Cannon Park is a suburb in the southwest of the City of Coventry, West Midlands, England. It can be accessed via the major roads Kenpas Highway (A45) or Kenilworth Road. The area has a sizable shopping centre of the same name (considered 'state-of-the-art' when it opened in 1977) which features food stores, shops and eateries. Tenants include a post office, Tesco, Wilko and Iceland.

The residential area of Cannon Park was developed between the late-1960s and mid-1980s and is considered to be one of the most prosperous districts of the city. The University of Warwick is located directly adjacent to Cannon Park. The suburb is served by Cannon Park Primary School located within it.

It is bounded by the suburbs of Canley to the north and west, Westwood Heath to the south, Cannon Hill to the northeast, and Gibbet Hill to the southeast.

The bus stop at the shopping centre is used as the stop and sometimes terminus for Megabus services to London, Leeds, Manchester and Portsmouth.

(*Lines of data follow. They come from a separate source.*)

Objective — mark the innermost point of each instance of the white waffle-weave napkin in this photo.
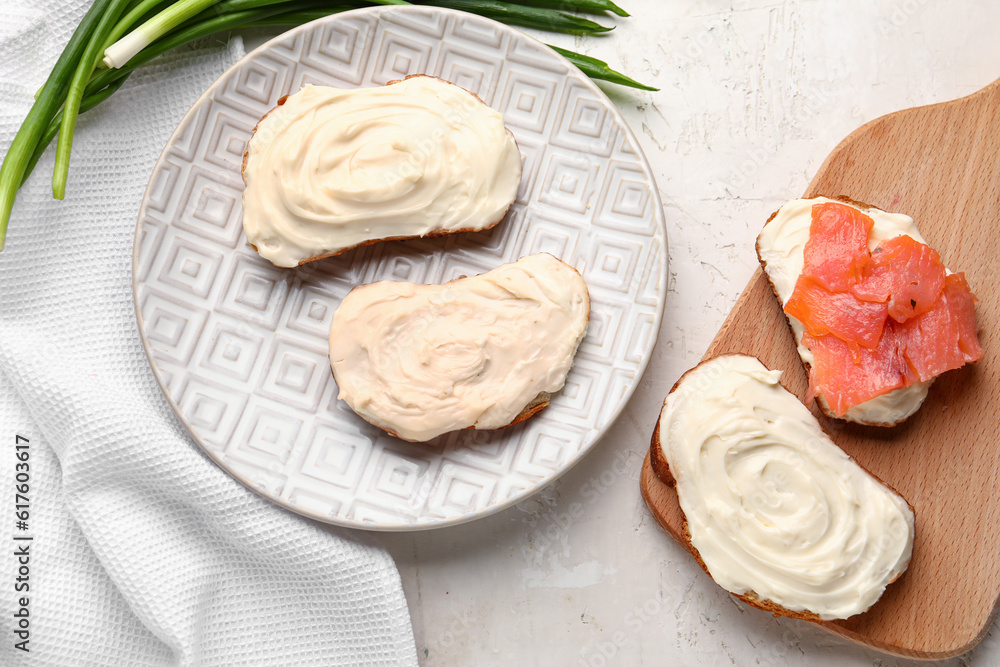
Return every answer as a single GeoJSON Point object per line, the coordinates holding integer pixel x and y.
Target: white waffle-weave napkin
{"type": "Point", "coordinates": [144, 552]}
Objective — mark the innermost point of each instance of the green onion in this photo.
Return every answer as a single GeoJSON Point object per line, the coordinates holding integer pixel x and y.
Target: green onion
{"type": "Point", "coordinates": [586, 6]}
{"type": "Point", "coordinates": [86, 104]}
{"type": "Point", "coordinates": [46, 104]}
{"type": "Point", "coordinates": [119, 53]}
{"type": "Point", "coordinates": [129, 20]}
{"type": "Point", "coordinates": [528, 17]}
{"type": "Point", "coordinates": [71, 107]}
{"type": "Point", "coordinates": [598, 69]}
{"type": "Point", "coordinates": [130, 33]}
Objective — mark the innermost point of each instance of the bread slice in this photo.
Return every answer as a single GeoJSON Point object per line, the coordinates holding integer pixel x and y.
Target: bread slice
{"type": "Point", "coordinates": [403, 188]}
{"type": "Point", "coordinates": [704, 397]}
{"type": "Point", "coordinates": [484, 352]}
{"type": "Point", "coordinates": [780, 255]}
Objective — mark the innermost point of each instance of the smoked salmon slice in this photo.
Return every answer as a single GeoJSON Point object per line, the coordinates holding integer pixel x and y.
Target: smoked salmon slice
{"type": "Point", "coordinates": [849, 377]}
{"type": "Point", "coordinates": [837, 249]}
{"type": "Point", "coordinates": [944, 337]}
{"type": "Point", "coordinates": [904, 274]}
{"type": "Point", "coordinates": [881, 320]}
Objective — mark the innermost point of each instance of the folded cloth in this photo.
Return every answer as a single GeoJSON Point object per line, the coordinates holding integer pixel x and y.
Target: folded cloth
{"type": "Point", "coordinates": [142, 551]}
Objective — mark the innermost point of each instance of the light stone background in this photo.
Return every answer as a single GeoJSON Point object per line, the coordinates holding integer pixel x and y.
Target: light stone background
{"type": "Point", "coordinates": [754, 95]}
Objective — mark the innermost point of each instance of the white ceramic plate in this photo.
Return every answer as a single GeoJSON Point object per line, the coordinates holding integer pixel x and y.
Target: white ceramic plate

There are currently plans in place to demolish the current shopping centre, and replace it with a new one including a significantly larger Tesco Extra store, similar in size to the one at the Ricoh Arena, Coventry. It is currently unclear when such plans will be developed, as whilst receiving planning permission from the local authority, there has been significant opposition from local residents.